Some legal ethics practitioners argue the Illinois bills may test constitutional boundaries. Holland & Knight partners Trisha Rich and Joshua Porte, who have advised on MSO deals, said in a client alert that the legislation may intrude on the Illinois Supreme Court’s exclusive authority over attorney regulation.

Austin Maloney, a Hunton Andrews Kurth partner who advises MSO investors, said the proposal is “somewhere between a nothing-burger and problematic,” pointing particularly to the language barring "indirect" ties between law firm and MSO fees. Because every vendor relationship ultimately depends on firm revenue, “everything is indirectly tied,” he said.

Both bills sit in early committee stages, and Hastings has said he is open to refining the legislation based on feedback he receives. Gong-Gershowitz said passing this bill is "one of my top priorities because I definitely think it is one of the most consequential."

GOLDSTEIN SOLD SCOTUSBLOG TO HELP PAY FOR DEFENSE IN CRIMINAL TAX PROSECUTION

Tom Goldstein sold the popular U.S. Supreme Court news website he founded to help fund his defense against tax charges tied to his side career as a high-stakes poker player, Goldstein's lawyer told jurors as trial in the criminal case was reaching its conclusion on Wednesday.

Goldstein had testified at the trial in Greenbelt, Maryland, that running the SCOTUSblog site costs millions of dollars.
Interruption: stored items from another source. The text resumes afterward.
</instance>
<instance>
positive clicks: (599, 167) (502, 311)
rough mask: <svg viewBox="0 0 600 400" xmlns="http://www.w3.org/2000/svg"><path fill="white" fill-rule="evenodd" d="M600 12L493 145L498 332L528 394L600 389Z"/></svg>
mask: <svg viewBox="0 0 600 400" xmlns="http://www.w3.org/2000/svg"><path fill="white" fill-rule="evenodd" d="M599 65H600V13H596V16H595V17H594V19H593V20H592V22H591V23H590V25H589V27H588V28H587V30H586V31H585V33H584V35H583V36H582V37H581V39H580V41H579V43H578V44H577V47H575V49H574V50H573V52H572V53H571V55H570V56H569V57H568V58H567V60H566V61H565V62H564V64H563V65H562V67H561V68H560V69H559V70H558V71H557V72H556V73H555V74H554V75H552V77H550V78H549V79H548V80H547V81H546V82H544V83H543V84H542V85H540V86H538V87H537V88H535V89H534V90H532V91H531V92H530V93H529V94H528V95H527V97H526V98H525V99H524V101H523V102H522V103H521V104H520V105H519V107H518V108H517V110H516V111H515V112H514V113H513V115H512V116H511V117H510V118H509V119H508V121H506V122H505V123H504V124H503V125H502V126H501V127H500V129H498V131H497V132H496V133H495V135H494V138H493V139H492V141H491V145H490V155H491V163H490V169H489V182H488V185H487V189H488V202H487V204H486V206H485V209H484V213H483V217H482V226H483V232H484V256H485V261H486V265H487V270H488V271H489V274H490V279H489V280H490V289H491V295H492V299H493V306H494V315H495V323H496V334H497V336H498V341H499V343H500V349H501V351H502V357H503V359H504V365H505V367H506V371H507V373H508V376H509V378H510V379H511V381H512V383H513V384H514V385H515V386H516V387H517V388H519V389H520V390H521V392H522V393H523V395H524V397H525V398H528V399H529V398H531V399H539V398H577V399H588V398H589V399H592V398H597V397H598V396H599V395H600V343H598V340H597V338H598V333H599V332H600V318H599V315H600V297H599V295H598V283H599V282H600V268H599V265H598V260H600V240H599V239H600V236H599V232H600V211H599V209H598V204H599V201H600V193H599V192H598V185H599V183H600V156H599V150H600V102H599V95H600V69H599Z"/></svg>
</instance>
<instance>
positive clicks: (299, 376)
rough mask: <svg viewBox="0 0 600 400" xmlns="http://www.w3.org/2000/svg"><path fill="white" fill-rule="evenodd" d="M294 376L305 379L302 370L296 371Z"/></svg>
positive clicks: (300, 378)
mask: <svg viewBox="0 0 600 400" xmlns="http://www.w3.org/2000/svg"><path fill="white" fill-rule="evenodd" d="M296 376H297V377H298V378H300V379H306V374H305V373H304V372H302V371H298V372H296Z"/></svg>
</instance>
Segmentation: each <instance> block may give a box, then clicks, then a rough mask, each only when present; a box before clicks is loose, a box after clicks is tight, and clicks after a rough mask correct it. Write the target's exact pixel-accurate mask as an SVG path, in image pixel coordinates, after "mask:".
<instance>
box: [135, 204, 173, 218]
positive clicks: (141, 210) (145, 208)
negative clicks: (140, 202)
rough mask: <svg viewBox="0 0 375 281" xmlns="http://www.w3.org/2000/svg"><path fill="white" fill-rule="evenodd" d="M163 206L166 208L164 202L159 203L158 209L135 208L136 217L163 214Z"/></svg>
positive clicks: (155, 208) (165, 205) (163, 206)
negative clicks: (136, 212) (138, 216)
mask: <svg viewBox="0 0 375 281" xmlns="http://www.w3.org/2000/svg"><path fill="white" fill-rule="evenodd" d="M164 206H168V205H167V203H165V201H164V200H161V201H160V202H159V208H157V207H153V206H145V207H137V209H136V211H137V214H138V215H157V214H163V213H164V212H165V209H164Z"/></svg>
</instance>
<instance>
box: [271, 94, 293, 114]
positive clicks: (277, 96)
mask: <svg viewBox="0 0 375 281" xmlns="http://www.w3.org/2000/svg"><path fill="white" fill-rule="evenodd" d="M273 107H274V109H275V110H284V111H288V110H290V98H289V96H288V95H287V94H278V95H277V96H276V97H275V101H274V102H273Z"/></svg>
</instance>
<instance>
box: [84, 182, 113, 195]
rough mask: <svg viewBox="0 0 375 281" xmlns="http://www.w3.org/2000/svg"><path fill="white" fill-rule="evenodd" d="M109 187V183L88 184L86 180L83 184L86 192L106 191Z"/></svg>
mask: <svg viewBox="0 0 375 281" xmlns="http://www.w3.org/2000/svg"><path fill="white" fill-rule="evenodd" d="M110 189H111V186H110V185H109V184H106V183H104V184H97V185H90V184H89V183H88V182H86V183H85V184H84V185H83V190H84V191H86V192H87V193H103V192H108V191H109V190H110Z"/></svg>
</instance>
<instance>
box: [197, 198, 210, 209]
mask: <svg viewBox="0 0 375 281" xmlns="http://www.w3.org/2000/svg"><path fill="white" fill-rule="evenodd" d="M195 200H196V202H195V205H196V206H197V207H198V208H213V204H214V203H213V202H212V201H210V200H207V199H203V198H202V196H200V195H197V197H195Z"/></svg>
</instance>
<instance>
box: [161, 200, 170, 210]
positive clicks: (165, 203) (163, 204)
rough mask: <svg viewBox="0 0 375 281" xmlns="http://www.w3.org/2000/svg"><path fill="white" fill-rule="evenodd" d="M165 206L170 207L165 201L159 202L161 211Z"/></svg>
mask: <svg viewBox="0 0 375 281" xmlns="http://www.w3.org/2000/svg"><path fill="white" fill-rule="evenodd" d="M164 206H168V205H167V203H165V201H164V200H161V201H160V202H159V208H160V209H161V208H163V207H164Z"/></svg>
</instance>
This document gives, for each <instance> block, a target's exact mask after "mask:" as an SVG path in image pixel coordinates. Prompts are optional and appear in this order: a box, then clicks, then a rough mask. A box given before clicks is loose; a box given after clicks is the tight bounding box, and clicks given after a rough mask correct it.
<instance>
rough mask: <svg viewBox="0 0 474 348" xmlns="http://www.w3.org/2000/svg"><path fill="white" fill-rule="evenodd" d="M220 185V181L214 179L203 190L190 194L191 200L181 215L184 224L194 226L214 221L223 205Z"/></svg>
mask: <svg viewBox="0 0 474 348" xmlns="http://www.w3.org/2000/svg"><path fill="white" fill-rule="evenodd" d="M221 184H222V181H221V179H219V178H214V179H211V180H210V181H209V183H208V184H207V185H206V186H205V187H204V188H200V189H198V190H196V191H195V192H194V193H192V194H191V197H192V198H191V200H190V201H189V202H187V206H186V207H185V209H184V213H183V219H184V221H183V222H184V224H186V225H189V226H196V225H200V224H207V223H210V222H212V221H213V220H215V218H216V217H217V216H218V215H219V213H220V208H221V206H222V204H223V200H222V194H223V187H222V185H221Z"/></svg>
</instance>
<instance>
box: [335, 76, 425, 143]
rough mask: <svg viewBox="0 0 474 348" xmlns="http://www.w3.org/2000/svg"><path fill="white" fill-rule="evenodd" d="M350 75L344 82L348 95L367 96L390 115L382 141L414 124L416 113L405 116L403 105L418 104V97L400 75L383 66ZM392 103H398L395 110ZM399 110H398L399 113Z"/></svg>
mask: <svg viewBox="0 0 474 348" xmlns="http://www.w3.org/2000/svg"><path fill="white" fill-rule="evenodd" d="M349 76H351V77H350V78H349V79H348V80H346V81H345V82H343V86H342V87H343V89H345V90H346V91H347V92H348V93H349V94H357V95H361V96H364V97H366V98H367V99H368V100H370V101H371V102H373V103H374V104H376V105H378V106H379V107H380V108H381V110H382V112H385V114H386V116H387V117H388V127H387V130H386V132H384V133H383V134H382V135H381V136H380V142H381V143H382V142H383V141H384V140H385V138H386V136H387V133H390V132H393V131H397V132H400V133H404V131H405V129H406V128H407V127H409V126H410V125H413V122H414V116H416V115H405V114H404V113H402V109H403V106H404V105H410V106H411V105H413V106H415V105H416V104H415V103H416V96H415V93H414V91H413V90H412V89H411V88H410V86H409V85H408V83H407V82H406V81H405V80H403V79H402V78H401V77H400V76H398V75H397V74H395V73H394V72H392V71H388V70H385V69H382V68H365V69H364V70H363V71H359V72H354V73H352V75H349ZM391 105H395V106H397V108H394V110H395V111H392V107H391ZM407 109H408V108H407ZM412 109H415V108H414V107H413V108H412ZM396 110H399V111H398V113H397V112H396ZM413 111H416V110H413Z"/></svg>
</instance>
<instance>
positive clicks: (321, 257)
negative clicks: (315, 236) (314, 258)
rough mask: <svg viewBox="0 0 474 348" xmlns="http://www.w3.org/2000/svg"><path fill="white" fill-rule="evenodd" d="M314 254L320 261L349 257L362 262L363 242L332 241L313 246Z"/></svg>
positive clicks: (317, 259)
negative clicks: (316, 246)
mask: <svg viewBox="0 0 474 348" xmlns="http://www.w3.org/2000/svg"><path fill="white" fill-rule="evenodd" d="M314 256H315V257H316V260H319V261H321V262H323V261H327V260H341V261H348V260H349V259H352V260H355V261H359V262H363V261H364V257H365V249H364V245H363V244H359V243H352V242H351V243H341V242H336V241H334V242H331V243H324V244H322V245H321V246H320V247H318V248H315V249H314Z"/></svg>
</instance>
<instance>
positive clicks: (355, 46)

He sold the site last year to help pay for his defense, his lawyer Jonathan Kravis of law firm Munger Tolles told the jury.

The sale price was not disclosed. Goldstein has pleaded not guilty to tax and mortgage fraud charges, with jury deliberations set to begin on Thursday.

Munger did not immediately respond to a request for comment about its billing rates for Goldstein. Dispatch Media Inc. last year acquired SCOTUSblog, which was originally founded in 2002. The company did not immediately respond to a request for comment.